Je tiens à vous dire que j’ imaginer sans mal le drame que vous avez vécu dans votre enfance. Comme je comprends la douleur personnelle et familiale qui vous habite suite aux événements tragiques vécus par votre père et vous-même alors enfant de 6 ans, au cours de la 2ème guerre mondiale, et cela produit par la barbarie nazie.
Né en 1950 à Mulhouse je n’ai personnellement pas connu cette période, mais je suis porteur des traumatismes vécus par mes parents à ce moment-là.
Il y eut l’annexion pure et simple de l’Alsace par Hitler. L’objectif de son administration était que chaque alsacien se vive comme un véritable allemand et qu’il épouse la folie du 3ème Reich qui, parait-ili devait durer 1000 ans.
Nés après la fin de la Grande Guerre, mes parents avaient la nationalité française. Ils faisaient partie de ces alsaciens fiers d’être français, de chanter la Marseillaise, « Petit papa Noël », de réciter du Baudelaire, du Victor Hugo, de connaître tous les départements français et leur chef-lieu, d’avoir le Certificat d’Etudes.

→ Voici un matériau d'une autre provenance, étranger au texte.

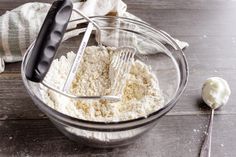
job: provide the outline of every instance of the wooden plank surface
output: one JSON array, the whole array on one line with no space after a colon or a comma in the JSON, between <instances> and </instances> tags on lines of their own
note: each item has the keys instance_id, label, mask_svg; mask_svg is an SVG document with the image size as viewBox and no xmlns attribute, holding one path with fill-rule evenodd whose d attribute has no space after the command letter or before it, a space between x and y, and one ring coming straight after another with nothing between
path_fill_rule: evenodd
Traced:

Pourtant leurs propres parents étaient de nationalisé allemande jusqu’en 1918, et leur langue maternelle était de racine germanique puisqu’ils parlaient l’alsacien. Notre dialecte était d’ailleurs de plus en plus enrichi par des mots français prononcés à l’alsacienne. Le Gauleiter Wagner et ses sbires édictèrent toute une série de lois répressives pour contraindre la génération de mes parents à devenir les filles et les fils d’une nouvelle province du Reich. Il était par exemple interdit de parler français et alsacien.
Or, voyez-vous, mes parents comme , à ma connaissance, de nombreux autres alsaciens étaient des français de cœur, et le cœur cela ne se contraint pas ni ne s’achète.
Non seulement ils n’avaient pas l’intention de devenir allemands, mais surtout ils avaient en horreur le régime nazi. Mon père était mineur de fond. Au moment de l’annexion de l’Alsace, il a décidé d’être volontaire pour le poste de nuit. Ainsi il échappait en grande partie aux réunions obligatoires de la Hitlerjugend. Puis vint le moment où, ayant besoin de chair à canon, le régime nazi décida l’incorporation de force. Au préalable il avait d’ailleurs contraint les jeunes alsaciens à participer au Reicharbeitdienst (le travail bénévole au service du Reich.)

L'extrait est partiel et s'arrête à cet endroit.